America has the potential to be exceptional, but lying to ourselves to convince the world of our own greatness, is a bit childish, at best. It’s beneath us.
It’s not clear to me how to proceed. You hear a lot of conflicting messaging, coming from all sides. So much of Black culture developed in isolation, over centuries, that integration isn’t seem as a welcome answer to the problem. Not everyone feels like desegregation is the answer. Black Americans have developed their own culture, out of necessity, and they’re not terribly interested in having it co-opted by white society and turned into a pageant show.
If you want to know how tricky this situation is, there are people who will have a problem with me writing this, on multiple sides, and for a variety of reasons, not because I’m talking about it, but because they won’t agree with my understanding of it. There is no one good answer. It’s complicated.
In talking with various people over the years, it would seem to me that Black America has no intention or real desire to end segregation. Just look at church on Sunday, the most segregated space in America.
Separate but equal would be just fine for many Black people, as long as it was truly equal. I would typically argue that this is not sustainable and won’t lead to lasting change, but it’s not my culture that is in danger of being consumed. I am forced to recognize that we live in two different countries, or at least two cultures that don’t always exist in harmony.

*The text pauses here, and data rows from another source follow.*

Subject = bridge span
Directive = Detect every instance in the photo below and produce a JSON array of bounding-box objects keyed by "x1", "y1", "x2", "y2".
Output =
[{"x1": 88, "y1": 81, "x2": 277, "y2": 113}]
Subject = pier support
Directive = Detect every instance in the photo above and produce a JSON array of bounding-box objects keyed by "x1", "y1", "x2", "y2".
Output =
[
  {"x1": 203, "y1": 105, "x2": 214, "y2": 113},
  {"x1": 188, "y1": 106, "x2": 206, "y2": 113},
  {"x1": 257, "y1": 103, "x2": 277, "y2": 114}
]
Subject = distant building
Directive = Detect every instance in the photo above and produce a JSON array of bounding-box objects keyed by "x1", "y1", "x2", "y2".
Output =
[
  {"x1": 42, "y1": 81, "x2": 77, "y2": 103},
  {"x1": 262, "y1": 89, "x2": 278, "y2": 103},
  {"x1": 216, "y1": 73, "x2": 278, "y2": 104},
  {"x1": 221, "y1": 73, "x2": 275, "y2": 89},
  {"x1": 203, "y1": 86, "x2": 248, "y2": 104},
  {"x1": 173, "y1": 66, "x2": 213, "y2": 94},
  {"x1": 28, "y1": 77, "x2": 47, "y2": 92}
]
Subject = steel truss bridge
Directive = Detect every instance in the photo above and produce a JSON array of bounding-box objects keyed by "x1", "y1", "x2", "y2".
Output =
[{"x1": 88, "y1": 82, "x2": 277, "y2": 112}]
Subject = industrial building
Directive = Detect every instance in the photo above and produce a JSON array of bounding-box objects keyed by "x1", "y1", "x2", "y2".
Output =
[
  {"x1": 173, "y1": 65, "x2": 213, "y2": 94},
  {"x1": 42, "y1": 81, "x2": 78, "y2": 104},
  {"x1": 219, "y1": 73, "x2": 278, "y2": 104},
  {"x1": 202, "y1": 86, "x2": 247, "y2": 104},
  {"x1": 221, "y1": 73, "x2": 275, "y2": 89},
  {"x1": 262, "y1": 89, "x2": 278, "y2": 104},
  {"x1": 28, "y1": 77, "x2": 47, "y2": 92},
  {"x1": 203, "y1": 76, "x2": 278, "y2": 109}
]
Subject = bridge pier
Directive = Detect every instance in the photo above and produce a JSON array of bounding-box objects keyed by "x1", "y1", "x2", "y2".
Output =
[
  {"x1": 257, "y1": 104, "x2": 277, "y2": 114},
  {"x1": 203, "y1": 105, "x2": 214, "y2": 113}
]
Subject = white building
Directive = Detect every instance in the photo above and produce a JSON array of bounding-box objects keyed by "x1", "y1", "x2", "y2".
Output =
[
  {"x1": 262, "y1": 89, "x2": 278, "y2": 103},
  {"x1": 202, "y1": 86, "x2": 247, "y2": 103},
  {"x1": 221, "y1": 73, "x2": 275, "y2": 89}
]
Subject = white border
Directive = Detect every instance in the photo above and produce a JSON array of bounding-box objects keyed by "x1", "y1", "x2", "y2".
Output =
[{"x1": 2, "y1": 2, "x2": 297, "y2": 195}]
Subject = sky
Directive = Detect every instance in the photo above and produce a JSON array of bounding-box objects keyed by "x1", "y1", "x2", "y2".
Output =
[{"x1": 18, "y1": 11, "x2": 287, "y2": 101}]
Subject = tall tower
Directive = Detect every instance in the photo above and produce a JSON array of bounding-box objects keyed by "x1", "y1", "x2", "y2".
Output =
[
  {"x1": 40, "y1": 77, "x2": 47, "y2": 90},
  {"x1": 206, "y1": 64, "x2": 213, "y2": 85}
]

It’s similar to French Canadians, only if instead of being confined to a single Province, the French in Canada were sprinkled throughout the country, but mainly occupied the more densely populated urban centers.
As much as this exists in relative normalcy in Canada, I can assure you that there is a great deal of animosity between the French Canadians and the rest of the country. So it’s not a perfect model for mutual coexistence.
I don’t have an answer here today. I’m not even sure there is one.
Just maybe that we recognize that many Black Americans are going to celebrate their own heritage on June 19 and that even if we are invited, it’s not our party. It’s like being invited to your neighbor’s house because it’s his cousin’s birthday. You’ve never even met his cousin, and frankly, you don’t even know your neighbor all that well. Just a little wave when you’re both taking out the trash. So if you are invited, out of courtesy, it’s probably best not to behave as if the party was thrown for you. It’s not your party.
You bring a bottle of booze as a gift, and you sit quietly on the sidelines. You sing happy birthday when the cake is cut, but you don’t make the toast. You compliment the food and don’t try to interject a story about your family’s recipe. You engage supportively, but recognize that you’re the outsider.
Since the prevailing wisdom is that it’s our job as white people to figure this out on our own, this is my best thinking on the subject at the moment.